Он заметил морячка под вечер, когда уже отчаялся дождаться хоть кого-нибудь, решил было отползать в лес, пробираться на запад тропами, а какие здесь у гадов тропы? Лес, как город, ухоженный, на просвет виден!
Морячок шел, чуть пошатываясь, но бинтов на нем Кротов не заметил.

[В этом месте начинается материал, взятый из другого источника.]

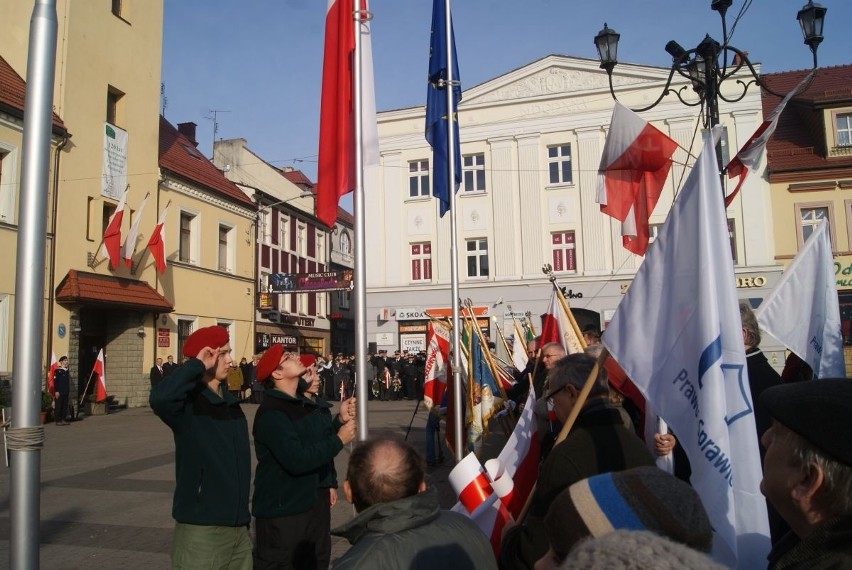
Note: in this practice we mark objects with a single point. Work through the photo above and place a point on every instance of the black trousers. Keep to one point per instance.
(298, 542)
(61, 410)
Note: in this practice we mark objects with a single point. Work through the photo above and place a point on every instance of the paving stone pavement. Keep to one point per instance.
(107, 482)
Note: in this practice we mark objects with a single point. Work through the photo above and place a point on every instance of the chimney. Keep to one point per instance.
(188, 130)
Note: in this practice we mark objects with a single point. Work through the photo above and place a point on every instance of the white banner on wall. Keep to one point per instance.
(115, 162)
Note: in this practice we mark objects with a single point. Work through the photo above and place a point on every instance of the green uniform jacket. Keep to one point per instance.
(294, 443)
(212, 457)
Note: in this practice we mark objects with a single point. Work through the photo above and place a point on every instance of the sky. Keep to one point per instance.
(258, 63)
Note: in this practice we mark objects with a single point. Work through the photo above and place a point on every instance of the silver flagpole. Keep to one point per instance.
(27, 434)
(362, 383)
(454, 254)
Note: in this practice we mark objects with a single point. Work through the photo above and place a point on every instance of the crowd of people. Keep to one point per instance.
(600, 501)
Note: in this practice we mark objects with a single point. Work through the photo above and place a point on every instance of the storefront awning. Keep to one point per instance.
(82, 288)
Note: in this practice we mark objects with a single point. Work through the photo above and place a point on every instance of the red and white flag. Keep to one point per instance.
(129, 247)
(51, 372)
(556, 327)
(100, 388)
(636, 160)
(496, 493)
(112, 235)
(336, 166)
(437, 357)
(749, 156)
(157, 243)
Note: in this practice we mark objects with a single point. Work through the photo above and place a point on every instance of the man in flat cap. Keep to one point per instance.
(807, 472)
(212, 457)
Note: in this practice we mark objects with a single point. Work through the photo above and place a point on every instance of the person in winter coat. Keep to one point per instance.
(399, 522)
(295, 441)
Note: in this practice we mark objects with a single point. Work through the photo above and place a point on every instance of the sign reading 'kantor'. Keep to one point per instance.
(310, 282)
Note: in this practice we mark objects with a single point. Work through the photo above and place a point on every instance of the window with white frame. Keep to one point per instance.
(810, 217)
(843, 129)
(421, 261)
(473, 170)
(477, 257)
(226, 248)
(564, 252)
(559, 164)
(418, 178)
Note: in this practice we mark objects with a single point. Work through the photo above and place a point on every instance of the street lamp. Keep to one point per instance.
(706, 66)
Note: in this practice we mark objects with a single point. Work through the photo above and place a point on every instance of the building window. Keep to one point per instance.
(187, 221)
(184, 330)
(559, 164)
(477, 258)
(473, 168)
(113, 105)
(421, 262)
(226, 248)
(843, 128)
(418, 178)
(564, 252)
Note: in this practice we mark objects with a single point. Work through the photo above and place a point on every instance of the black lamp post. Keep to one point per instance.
(707, 66)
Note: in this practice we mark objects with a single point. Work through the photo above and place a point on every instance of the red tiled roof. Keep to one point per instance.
(297, 177)
(13, 91)
(83, 288)
(179, 156)
(799, 144)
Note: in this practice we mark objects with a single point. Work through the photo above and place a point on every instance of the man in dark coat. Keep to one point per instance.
(399, 522)
(807, 472)
(598, 443)
(61, 388)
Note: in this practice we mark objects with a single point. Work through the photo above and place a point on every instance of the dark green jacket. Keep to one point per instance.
(212, 457)
(294, 442)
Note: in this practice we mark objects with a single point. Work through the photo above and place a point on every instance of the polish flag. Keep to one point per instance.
(636, 160)
(749, 156)
(437, 358)
(129, 247)
(100, 389)
(556, 327)
(157, 243)
(336, 166)
(112, 235)
(51, 372)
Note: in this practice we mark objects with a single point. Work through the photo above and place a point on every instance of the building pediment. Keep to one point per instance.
(557, 75)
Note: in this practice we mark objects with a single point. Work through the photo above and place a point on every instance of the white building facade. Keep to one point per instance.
(531, 142)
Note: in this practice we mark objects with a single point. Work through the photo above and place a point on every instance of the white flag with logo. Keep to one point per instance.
(803, 312)
(691, 366)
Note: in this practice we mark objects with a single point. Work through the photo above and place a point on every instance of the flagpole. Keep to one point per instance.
(361, 384)
(26, 436)
(454, 254)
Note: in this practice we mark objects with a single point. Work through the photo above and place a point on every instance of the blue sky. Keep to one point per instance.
(259, 62)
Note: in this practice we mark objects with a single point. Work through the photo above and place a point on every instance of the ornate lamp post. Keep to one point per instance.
(707, 65)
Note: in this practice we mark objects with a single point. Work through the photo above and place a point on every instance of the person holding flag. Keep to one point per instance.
(61, 389)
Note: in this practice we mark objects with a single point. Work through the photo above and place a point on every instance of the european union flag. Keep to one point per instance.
(436, 107)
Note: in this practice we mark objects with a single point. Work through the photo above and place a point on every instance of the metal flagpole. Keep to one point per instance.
(362, 383)
(454, 254)
(27, 435)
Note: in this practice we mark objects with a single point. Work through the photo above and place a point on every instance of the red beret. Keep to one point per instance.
(214, 337)
(269, 362)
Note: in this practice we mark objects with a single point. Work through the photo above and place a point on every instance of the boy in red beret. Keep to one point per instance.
(212, 456)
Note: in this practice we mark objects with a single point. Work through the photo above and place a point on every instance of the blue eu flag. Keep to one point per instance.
(436, 107)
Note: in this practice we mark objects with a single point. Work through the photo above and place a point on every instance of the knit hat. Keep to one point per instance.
(636, 550)
(269, 362)
(214, 337)
(818, 411)
(643, 498)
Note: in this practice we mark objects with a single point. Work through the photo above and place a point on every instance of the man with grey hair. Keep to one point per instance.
(807, 472)
(598, 443)
(399, 522)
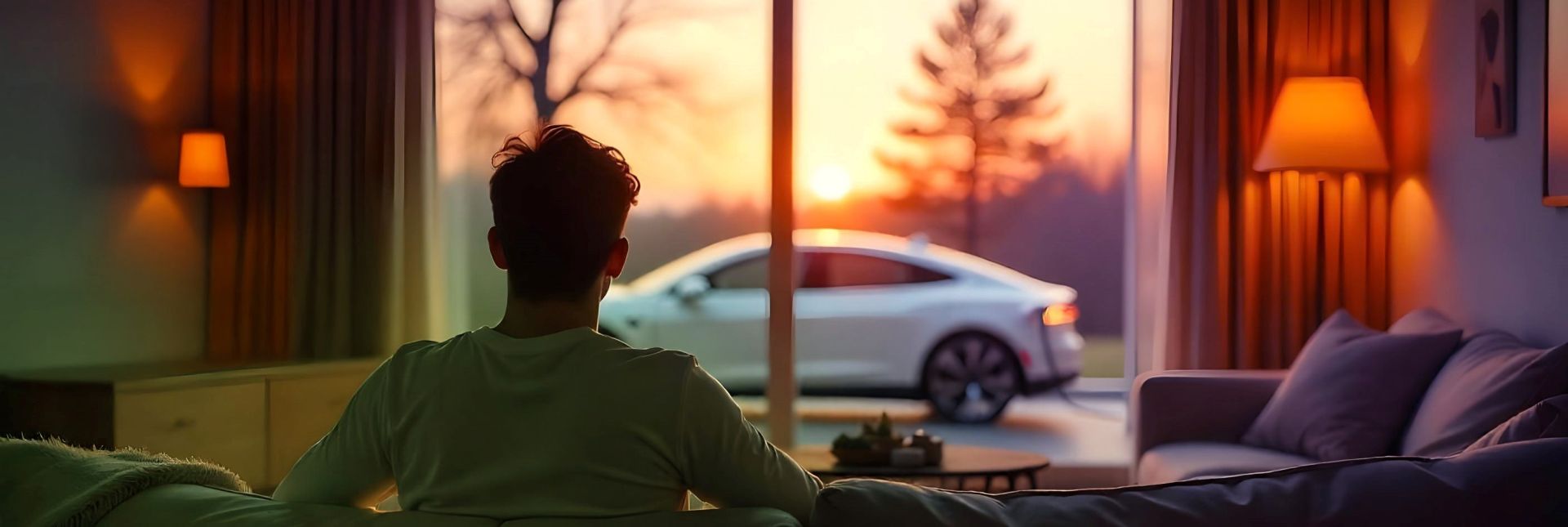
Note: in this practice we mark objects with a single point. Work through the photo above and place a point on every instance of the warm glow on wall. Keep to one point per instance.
(204, 159)
(1322, 123)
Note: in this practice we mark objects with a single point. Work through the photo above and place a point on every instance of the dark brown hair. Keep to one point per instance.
(560, 204)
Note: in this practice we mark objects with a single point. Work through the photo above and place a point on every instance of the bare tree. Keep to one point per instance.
(504, 51)
(978, 104)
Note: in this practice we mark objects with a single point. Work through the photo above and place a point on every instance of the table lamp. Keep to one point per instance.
(204, 159)
(1322, 124)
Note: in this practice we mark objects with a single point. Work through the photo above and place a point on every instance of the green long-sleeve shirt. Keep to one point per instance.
(567, 426)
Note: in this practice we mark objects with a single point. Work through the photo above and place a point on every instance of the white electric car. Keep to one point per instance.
(874, 315)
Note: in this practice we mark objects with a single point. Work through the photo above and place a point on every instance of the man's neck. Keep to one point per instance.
(535, 319)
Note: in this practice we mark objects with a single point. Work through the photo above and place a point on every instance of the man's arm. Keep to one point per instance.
(350, 465)
(728, 463)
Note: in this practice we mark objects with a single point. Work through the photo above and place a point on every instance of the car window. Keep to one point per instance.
(750, 273)
(852, 270)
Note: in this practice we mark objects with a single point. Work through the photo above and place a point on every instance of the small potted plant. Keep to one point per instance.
(871, 448)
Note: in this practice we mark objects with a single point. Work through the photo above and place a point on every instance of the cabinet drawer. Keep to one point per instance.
(300, 411)
(220, 424)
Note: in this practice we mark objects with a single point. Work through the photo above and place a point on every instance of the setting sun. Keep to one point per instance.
(830, 182)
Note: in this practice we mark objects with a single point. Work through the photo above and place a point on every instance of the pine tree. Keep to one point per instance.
(978, 102)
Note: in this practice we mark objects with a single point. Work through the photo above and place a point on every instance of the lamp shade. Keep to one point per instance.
(1322, 123)
(204, 159)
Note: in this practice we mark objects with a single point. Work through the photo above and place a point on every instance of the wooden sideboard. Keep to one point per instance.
(255, 419)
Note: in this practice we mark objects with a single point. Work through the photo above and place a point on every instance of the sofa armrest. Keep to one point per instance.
(1198, 405)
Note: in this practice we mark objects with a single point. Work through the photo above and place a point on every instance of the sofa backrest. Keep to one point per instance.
(1523, 484)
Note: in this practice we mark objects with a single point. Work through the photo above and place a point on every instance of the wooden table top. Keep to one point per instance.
(957, 462)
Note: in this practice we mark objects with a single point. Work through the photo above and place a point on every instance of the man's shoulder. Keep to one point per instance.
(673, 361)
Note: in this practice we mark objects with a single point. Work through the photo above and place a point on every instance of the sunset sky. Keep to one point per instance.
(853, 57)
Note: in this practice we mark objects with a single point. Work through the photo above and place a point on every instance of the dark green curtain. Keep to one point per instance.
(320, 245)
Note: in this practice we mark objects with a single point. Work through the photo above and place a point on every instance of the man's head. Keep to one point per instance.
(560, 209)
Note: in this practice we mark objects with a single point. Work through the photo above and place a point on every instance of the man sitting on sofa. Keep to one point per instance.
(541, 416)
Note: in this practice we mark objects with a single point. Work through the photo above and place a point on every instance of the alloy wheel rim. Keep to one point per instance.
(971, 378)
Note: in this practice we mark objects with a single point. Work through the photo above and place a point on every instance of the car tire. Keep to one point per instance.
(969, 377)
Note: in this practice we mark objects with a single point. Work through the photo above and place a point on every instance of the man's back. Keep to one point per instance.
(569, 424)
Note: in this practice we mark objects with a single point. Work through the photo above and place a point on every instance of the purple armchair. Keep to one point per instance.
(1187, 424)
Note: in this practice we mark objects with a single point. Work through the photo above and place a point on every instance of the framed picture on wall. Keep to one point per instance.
(1494, 61)
(1556, 181)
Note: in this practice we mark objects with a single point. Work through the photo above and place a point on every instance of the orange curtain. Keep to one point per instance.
(1256, 261)
(320, 243)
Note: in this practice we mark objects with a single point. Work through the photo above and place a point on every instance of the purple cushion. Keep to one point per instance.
(1351, 391)
(1490, 378)
(1547, 419)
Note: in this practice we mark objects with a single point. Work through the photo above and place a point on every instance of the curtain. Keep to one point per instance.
(320, 247)
(1256, 261)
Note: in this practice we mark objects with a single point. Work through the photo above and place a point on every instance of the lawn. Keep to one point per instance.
(1102, 355)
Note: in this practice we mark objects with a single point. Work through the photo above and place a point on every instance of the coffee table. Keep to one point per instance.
(959, 462)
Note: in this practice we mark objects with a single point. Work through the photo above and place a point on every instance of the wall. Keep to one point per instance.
(102, 254)
(1470, 234)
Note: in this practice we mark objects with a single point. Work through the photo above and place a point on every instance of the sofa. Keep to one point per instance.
(1518, 484)
(52, 484)
(1191, 424)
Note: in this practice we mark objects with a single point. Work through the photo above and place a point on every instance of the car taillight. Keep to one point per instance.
(1058, 314)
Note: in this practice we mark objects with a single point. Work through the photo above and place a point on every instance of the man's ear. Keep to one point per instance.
(497, 254)
(617, 262)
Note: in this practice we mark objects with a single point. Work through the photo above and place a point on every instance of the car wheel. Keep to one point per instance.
(971, 377)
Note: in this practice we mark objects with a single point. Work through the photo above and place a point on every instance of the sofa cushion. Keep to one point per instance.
(1523, 484)
(1547, 419)
(1351, 391)
(1191, 460)
(204, 506)
(1490, 378)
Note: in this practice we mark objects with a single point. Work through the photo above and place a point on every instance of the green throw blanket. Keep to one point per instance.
(52, 484)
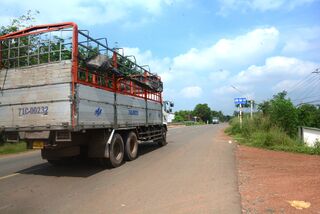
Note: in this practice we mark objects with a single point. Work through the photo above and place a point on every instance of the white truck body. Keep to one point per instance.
(70, 108)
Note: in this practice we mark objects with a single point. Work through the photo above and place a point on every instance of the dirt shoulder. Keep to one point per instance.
(269, 179)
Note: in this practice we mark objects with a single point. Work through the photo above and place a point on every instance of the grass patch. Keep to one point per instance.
(11, 148)
(259, 132)
(192, 123)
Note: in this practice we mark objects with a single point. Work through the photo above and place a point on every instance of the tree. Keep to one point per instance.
(22, 21)
(203, 111)
(264, 107)
(308, 115)
(283, 113)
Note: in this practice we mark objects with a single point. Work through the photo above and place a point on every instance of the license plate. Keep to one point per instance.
(37, 144)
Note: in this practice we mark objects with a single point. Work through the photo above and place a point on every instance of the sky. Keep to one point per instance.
(205, 51)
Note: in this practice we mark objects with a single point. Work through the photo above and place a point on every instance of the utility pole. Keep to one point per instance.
(251, 109)
(240, 115)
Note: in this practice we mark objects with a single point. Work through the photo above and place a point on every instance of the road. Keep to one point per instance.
(194, 173)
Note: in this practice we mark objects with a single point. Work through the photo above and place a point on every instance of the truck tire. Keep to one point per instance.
(163, 141)
(116, 153)
(58, 162)
(131, 146)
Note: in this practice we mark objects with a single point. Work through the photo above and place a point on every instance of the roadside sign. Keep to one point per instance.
(240, 100)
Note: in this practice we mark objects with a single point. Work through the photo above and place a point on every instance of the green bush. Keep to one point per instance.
(261, 132)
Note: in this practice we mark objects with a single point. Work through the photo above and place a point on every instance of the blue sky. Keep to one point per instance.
(201, 48)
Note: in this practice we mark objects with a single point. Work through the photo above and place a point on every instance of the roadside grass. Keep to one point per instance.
(11, 148)
(259, 132)
(192, 123)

«Может, контуженый? – подумал он. – В плечах вроде одинаковый со мной, только б башмаки подошли, хорошо, что он в башмаках,
Кротов вжался в землю, нащупал рукою кору, влажную, холодную кору сосны, втерся в нее ладонью, потом осторожно подвинул лицо к ладони, вымазал себя, чтобы чистоты не было: ч и с т о т а в штатском человеке настораживает, когда война идет; въелся глазами в руки морячка – и руки вроде не короче, плохо, если торчать будут кисти, как у Паташона; ничего заметного не должно быть, как все, ни в чем не выделяться; только б сейчас какая шальная машина не пошла; перекресток, где две девки с автоматами стоят, регулировщицы, далеко, километра три, не слышно будет, если даже морячок успеет закричать; только б машина какая не пошла; нет, вроде б не слышно; и шея у него крепкая, воротник подойдет, только голова вроде б поменьше, чем у меня, бескозырка валиться будет, хотя морская пехота пилотки тоже носит, только синие, в мешке она у него, мешок-то вон какой здоровый, трофеи, наверное, волочет. В госпиталь идет, контузия. «Иди, иди, парень, иди, я запомню, как ты идешь, мне сейчас все в себя взять надо; иди, милый, только б машины не было, верил бы в бога, молитву прочел, нет бога, никого нет, кроме тебя, есть ты и все есть, только сумей взять, а если тебя нет, какой же бог?! Он же справедливость, бог, а меня – нет, где ж тут справедливость?!»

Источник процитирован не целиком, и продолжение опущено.